Most of those I’ve known that have died haven’t died because of weed, mostly it was booze, a few it was heroin and things like that. But marijuana was killing me when I was using it. Killing all the good future I could have had, that I do have. There is no way that I could have gone to graduate school, married my wonderful wife, or had the interesting and rewarding career I’ve had if I had been getting stoned.
So, what are my regrets about my sober years? Mostly they are about the extra steps I could have taken to reach out to others. Especially a couple that I cared about who died. Marijuana Anonymous, is however a program of attraction not promotion. I know I did help one guy, maybe two, and who knows, maybe a few others of whom I am not directly aware. I will however always think of Nancy, whose dad came to my house one afternoon begging me to help her, and I did not, or more likely could not. She died a couple months later. It wasn’t weed that did it, it was booze, but still I wish I’d gone to find her and made an offer to help. I wish she had the opportunity to still be alive. She was my friend’s kid sister and younger than me.

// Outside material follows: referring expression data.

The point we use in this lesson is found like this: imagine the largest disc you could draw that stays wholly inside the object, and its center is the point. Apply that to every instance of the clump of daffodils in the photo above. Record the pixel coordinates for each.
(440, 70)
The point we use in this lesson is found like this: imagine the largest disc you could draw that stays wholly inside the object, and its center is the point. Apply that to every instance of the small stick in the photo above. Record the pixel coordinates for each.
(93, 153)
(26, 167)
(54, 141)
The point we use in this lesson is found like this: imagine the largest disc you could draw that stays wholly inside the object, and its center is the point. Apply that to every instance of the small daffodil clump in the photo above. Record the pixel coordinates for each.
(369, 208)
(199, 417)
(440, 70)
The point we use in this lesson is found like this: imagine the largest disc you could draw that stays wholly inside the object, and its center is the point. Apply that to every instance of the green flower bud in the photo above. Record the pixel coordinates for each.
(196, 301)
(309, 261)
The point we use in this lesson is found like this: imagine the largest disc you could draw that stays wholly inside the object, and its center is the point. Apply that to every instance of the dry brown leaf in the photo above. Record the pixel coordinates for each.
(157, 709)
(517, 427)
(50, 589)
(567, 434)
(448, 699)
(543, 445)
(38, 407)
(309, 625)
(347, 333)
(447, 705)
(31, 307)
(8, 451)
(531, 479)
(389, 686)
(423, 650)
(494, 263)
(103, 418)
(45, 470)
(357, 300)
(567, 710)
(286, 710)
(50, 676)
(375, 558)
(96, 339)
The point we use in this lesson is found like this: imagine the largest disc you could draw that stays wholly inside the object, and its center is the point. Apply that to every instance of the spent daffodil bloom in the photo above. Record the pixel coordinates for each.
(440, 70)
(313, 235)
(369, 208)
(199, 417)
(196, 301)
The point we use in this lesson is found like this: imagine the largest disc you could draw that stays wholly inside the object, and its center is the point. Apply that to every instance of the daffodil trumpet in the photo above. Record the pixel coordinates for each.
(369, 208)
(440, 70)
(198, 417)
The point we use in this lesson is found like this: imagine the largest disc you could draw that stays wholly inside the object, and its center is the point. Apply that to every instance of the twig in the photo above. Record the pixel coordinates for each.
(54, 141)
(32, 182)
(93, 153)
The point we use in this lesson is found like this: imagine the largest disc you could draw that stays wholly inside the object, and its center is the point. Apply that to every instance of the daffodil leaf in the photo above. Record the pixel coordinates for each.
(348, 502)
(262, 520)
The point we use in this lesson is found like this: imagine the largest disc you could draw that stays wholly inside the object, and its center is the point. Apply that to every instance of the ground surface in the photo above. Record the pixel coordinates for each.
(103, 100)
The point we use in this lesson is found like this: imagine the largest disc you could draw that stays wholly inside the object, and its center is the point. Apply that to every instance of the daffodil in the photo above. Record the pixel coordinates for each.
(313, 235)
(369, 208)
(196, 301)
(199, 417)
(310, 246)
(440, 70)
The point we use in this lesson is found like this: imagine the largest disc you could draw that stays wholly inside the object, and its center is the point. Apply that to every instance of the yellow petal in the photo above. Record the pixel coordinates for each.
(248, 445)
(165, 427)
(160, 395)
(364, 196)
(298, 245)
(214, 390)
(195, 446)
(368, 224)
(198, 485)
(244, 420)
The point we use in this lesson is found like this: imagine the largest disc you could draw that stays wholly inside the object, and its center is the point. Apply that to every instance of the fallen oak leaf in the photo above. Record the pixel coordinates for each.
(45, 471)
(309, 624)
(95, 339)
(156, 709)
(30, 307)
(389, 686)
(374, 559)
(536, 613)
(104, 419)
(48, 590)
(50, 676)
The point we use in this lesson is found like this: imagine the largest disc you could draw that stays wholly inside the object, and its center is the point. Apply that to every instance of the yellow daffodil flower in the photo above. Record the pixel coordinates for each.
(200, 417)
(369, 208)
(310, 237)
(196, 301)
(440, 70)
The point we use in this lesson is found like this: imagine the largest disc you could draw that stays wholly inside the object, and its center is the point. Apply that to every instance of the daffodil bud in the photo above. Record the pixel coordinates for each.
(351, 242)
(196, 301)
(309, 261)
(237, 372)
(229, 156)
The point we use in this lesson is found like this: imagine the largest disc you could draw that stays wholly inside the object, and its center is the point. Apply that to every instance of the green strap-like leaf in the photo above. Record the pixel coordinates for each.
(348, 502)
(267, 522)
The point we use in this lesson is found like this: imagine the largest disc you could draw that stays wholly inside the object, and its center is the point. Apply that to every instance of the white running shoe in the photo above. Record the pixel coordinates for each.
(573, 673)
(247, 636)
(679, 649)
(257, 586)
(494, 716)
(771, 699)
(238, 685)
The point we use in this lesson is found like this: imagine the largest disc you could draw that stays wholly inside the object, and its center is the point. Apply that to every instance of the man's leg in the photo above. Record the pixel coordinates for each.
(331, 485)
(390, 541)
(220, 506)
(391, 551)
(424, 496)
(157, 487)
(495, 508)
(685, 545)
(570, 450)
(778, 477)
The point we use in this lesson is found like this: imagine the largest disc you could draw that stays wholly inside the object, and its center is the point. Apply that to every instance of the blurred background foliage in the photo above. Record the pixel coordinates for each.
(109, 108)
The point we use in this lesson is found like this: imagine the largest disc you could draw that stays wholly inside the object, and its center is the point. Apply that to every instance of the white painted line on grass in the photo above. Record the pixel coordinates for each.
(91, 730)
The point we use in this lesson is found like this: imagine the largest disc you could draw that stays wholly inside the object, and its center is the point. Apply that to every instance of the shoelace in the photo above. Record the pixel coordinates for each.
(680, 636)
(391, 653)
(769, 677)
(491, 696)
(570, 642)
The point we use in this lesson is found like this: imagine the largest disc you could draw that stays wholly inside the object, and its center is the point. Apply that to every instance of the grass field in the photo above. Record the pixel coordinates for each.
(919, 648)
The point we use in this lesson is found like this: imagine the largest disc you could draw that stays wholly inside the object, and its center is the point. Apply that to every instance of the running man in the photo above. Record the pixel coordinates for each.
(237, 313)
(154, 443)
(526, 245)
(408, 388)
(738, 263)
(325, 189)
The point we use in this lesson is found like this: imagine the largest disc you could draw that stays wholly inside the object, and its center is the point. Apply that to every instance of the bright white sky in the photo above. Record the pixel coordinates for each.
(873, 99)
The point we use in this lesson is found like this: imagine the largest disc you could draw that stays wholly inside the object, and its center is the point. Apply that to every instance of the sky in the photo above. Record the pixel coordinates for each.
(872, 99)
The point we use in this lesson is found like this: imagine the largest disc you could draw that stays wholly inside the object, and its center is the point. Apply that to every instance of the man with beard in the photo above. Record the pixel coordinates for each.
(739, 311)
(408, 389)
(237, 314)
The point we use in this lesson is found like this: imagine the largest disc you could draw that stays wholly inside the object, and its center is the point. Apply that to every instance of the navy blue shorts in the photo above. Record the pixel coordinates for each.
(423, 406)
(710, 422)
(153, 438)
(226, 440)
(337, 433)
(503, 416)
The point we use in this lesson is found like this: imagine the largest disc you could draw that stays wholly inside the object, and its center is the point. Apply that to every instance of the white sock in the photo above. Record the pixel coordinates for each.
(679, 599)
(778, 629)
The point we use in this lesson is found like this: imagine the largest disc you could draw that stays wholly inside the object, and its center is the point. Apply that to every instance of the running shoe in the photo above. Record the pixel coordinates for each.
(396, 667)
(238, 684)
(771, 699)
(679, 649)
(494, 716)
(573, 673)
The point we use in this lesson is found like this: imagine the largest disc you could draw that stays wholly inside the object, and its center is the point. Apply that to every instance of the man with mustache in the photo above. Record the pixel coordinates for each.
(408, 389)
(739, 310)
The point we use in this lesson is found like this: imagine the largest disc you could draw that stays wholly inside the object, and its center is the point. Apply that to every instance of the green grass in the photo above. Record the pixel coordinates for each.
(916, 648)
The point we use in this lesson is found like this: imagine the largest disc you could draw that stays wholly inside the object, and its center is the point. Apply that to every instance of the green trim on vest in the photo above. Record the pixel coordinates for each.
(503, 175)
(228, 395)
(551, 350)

What I truly believe, when It comes right down to it, is that we do what we can, and sometimes what we must. I can’t kid myself either, that another person’s life or death is ultimately in my hands. I’m talking about whether someone gets clean and survives. I know that I don’t have that kind of power, but I also remind myself to try and to do what I can when the path is clear before me. I continue to work with addicts, with the one guy I sponsor, and with the many I see each week in my professional practice. I also try to be a good husband, son, and brother. And every day for the past 13,149 I haven’t gotten high. It’s another day soon to be over too. The coughing neighbor has gone inside. The smell of his skunk-weed blows off and the air is fresh again. My dog is looking right at me and I could swear that he’s smiling.